The very idea of a game based around Monty Python fills me with absolute dread.
A press release landed in our inbox over the weekend from ‘The Ministry of Silly Games’, and I’m still trying my darndest to uncurl my toes:
‘Created by leading, UK-based, social gaming company Zattikka in conjunction with the Monty Python team, The Ministry of Silly Games draws its inspiration from British TV’s most memorable comedy series in the form of an innovative new social game which enables players to play the world’s most ridiculous games within a Pythonesque virtual world on Facebook.
Games such as Camelot Smashalot, Gumby Flower Arranging and King Arthur’s Knight Fight, among many others, take place within the madcap Monty Python virtual world – and will be available to play for free when the game launches in Q1 next year.’
First off this isn’t an attack on Zattikka. We think they’ve done extraordinarily well to harness the powers of two of British comedy’s true greats, especially in a social gaming context. Untold riches await them if they get it spot on. A visit to Zattikka’s front page on Sunday morning though, and the first thing I saw was the following tweet: Not too happy with C4 cutting my interview on Monty Python game launch – ‘ too commercial – too much of a Zattikka advert’.
Oh the negativity. I need to underline something, I currently work in search marketing and all day I have to hear about how the social gaming scene is on the verge of explosion. How, if companies can harness the lingo consistently enough, they can reach an audience of potentially billions on Facebook et al.
Zzz. As far as I can see Zattikka’s Python coup has already got them halfway there – and isn’t the point of it to be a Zattikka advert anyway? To put their name in the shop window and grab a massive slice of the social gaming pie before this ‘explosion’? It can’t all be about Python, it has to be about Zattikka and their abilities as developers first and foremost if they’re to survive as a business.
I think what fills me with fear the most is that Python-esque humour is going to be unleashed on a whole new audience of 11-14-year-olds who won’t understand it, adopt it and who simply won’t let the ‘funny’ die. Sometimes when I’m out in town I see drunk students falling over themselves laughing and quoting Python. They’re getting younger and younger by the pint.

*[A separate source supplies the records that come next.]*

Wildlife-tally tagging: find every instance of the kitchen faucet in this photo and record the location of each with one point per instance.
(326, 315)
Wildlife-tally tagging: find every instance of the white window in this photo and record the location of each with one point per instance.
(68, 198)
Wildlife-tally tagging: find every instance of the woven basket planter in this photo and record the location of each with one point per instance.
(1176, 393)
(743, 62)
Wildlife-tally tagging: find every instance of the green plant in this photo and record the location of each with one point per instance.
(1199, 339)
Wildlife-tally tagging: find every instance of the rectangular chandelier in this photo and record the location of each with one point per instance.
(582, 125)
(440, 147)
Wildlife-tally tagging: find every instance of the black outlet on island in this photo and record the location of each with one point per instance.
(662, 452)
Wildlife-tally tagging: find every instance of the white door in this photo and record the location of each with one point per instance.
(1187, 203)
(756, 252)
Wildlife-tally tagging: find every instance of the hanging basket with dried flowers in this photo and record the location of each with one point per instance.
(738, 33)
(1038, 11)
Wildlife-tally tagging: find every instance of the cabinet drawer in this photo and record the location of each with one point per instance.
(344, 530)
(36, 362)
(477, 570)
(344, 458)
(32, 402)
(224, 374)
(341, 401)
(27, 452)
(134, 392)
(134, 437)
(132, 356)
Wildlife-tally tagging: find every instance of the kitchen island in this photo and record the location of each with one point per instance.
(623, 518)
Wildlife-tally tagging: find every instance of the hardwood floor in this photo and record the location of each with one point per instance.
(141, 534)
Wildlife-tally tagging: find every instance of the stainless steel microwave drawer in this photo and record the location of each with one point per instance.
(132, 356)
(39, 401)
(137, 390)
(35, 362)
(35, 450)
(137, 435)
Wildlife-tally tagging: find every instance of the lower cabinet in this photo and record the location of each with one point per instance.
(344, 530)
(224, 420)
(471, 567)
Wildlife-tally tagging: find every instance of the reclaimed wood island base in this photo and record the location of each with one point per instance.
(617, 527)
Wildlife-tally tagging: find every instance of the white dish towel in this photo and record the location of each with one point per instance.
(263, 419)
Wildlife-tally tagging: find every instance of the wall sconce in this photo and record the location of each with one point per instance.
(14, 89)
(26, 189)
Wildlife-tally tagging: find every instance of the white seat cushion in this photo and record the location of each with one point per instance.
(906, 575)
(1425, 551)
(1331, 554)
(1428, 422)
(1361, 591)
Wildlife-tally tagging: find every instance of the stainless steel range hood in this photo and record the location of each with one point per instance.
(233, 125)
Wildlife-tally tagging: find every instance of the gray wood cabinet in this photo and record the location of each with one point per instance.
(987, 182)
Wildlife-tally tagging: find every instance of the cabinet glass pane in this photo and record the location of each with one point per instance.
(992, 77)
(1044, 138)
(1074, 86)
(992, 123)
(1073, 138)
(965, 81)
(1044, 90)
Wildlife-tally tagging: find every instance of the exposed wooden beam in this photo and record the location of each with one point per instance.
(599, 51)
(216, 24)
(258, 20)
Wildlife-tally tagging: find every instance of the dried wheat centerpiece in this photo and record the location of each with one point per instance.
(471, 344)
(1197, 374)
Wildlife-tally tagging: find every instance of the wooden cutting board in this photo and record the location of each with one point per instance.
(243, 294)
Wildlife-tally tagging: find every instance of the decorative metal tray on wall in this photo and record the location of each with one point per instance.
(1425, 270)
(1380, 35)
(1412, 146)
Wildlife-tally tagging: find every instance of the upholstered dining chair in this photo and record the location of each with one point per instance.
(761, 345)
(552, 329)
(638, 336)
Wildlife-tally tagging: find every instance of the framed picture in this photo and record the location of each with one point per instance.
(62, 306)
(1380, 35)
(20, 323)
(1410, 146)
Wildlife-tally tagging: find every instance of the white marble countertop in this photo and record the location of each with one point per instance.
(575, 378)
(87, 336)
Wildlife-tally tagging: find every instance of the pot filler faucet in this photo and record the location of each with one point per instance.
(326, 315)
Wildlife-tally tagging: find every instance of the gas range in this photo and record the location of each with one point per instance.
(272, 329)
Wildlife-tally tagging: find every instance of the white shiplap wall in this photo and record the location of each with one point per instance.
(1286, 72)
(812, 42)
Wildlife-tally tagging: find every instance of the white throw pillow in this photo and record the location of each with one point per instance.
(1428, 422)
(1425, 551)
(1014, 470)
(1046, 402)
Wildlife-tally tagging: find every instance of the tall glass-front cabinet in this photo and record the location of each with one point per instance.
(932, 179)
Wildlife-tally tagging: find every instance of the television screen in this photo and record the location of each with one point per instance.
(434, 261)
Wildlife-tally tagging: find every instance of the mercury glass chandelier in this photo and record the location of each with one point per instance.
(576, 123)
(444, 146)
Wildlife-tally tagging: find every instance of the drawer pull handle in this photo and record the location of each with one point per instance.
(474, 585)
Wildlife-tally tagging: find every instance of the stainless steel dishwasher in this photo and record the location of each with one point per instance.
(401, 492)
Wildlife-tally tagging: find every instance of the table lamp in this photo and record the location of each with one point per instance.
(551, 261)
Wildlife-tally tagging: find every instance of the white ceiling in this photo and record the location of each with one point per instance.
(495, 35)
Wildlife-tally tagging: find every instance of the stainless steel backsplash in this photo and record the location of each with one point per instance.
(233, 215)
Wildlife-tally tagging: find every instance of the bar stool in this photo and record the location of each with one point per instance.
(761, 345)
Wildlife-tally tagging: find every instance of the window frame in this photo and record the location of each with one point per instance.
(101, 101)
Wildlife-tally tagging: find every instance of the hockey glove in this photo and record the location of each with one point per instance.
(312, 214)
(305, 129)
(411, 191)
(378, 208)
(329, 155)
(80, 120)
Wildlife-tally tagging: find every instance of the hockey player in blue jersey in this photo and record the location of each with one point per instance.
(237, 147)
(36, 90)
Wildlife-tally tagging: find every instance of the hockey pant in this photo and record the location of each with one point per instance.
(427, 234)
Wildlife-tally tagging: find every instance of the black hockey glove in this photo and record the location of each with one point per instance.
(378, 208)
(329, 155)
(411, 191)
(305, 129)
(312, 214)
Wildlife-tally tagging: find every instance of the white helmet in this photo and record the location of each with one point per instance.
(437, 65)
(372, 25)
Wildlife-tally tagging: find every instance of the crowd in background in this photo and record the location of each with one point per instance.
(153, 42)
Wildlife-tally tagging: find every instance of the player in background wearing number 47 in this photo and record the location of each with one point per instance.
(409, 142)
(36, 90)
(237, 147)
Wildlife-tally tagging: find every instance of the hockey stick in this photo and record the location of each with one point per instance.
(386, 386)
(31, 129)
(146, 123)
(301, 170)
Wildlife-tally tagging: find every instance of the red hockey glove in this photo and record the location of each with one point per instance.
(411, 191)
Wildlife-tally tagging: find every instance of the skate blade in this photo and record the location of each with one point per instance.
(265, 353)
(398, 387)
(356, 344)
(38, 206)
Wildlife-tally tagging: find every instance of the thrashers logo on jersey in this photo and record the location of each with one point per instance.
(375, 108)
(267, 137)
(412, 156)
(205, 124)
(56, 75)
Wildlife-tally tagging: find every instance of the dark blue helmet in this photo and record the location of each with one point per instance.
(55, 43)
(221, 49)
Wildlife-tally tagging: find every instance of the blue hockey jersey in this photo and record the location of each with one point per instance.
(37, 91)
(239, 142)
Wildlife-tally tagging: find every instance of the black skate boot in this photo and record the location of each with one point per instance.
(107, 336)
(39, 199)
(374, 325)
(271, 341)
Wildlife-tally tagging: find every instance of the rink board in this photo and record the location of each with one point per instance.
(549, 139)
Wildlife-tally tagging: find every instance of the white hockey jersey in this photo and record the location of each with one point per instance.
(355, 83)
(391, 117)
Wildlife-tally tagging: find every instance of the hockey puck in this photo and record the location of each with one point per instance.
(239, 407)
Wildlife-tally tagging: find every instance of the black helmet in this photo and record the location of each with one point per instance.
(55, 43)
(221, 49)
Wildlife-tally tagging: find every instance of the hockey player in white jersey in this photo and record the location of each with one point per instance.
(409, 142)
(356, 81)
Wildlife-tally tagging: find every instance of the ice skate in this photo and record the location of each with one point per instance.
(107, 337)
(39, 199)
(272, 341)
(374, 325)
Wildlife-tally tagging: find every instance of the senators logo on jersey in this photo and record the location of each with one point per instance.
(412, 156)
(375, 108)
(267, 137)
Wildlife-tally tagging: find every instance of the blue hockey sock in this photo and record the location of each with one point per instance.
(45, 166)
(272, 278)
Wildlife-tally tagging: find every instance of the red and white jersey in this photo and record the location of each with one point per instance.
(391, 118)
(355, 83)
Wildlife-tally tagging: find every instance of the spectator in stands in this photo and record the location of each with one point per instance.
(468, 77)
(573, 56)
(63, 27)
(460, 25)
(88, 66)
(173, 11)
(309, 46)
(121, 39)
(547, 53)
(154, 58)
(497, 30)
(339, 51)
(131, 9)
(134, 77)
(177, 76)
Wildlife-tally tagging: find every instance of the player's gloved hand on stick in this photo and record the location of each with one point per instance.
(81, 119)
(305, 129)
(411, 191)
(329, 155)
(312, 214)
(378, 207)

I now associate Python with crap students who weren’t around when it was popular and still regard it as revolutionary. British comedy has moved on since Python and is more daring than ever (unless you count the likes of BBC’s Miranda), and to see it described as ‘ridiculous’ and ‘madcap’ in the same press release brings me close to tears.
Above: What Google Images throws up when you search for ‘drunk Monty Python’
No matter what platform it’s hosted on, whether social or console, things like this just simply don’t work. I present to you the Little Britain game and hold it to task. It’s the same philosophy as why games don’t translate to the big screen. Comedy and gaming are chalk and cheese, polar opposites. The only way comedy can work in gaming is if it’s original and well thought out. Rockstar’s character-based comedy in Grand Theft Auto IV and some of Red Dead’s side missions should be the beacon, the example for everyone else to follow.
“Monty Python is one of the most iconic comedy licenses around, but there has been no new material for over 20 years,” says Zattikka CEO Tim Chaney. “The Ministry of Silly Games will be transporting Monty Python into the 21st Century, with a totally new experience for their unique comedy that will delight old and new fans alike.”
That quote in the PR sums up my point. There has been no new material for over 20 years. Pleeeease Alias Gilliam and Jones, for the sake of the industry as a whole, do something original, developers! Inspire your target market and give them a new generation of catchphrases they can shout at each other when they have their first sip of Guinness at 16.
So, in closing, good luck Zattikka. But if I hit 40 and have to put up with a new breed of schmoozy twats shouting ‘HE’S NOT THE SAVIOUR, HE’S A VERY NAUGHTY BOY’ in my local then I’ll be the only one there who isn’t smiling. And I’ll let you know about it in no uncertain terms.